Speaking of loot, its existence is really the driving force of the game, as it is for most in the Dungeon Crawler genre. Essentially, if you’re a player looking for a deep story Torchlight 2 is not for you. The story, done well enough to justify a second game, is explained simply as ‘throwaway’. Animated cut scenes play out between each act, giving players a good idea of what is happening in the world and what the overarching story actually is. You see, in the first game players adventured into the depths of the town of Torchlight to destroy a great evil, whereas now it’s been revealed that one of the former heroes orchestrated the entire event to gain supreme power. Now it’s your job to stop the traitor, all the while completing the countless side-quests, dispatching limitless enemies, and developing your character using a wide variety of skill options.
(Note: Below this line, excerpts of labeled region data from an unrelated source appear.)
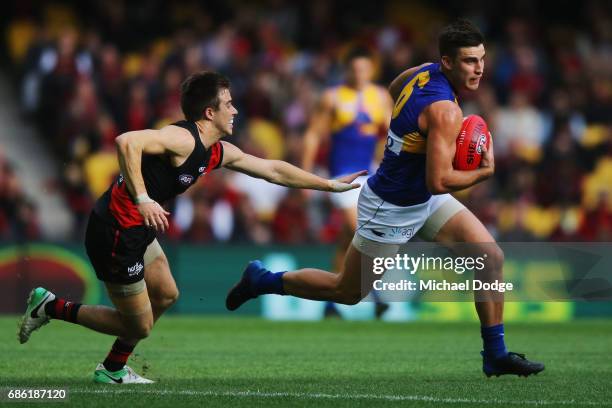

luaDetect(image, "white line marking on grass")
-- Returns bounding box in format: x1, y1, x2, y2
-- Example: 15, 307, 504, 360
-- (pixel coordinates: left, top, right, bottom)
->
68, 385, 612, 406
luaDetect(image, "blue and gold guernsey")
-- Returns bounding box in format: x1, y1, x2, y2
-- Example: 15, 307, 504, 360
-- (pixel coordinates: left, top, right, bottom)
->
329, 84, 387, 177
368, 64, 457, 207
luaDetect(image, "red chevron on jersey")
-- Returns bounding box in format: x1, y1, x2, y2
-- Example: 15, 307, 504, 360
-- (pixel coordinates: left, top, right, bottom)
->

The gameplay itself is strikingly similar to its predecessor and the Diablo franchise as a whole. On a superficial level, you click things until they die, then pick up whatever it is they’ve dropped. It’s a simple explanation, sure, because far more goes into the process of ‘clicking things’ than simply doing it. As they level, each character will gain points to place into particular skills that unlock new combat options or increase the effectiveness of already unlocked skills. The trickery comes in when players start realizing that some skills compliment others and help make the game easier, something needed as you progress through multiple playthroughs.

Thankfully, the art style of Torchlight 2 has stayed relatively the same from the first game, utilizing bright, vivid colors throughout each level, regardless of the scenario. Caves, areas typically dark and dingy, feature colorful enemies that help offset the normally drab aesthetic. Complementing the dark recesses of the world are grassy plains, murky swamps, and other regions that are teeming with life, both hostile and passive, each featuring beautiful design decisions that help players feel like every area is unique in its own right. Character skills too, take a cue from the surrounding world and trigger different elemental attacks like fire or poison all while subjecting the player to an amazing show of beautiful explosions and deadly effects.

Torchlight 2 doesn’t do much to innovate on the role-playing, dungeon-crawling genre, but what it does is deliver a finely tuned experience for a bargain price. It’s clear that the team at Runic Games has poured an enormous amount of time ensuring that returning fans feel comfortable and find minor changes, while newcomers have no unexpected surprises or twists that would turn them off from a good time. While the gameplay is solid and the loot is ever-flowing, the absence of a deep story will turn some away. No game should ever hinge on a character’s equipment progression as the key reason to continue playing, but thankfully the gameplay is solid enough that players will get their money’s worth.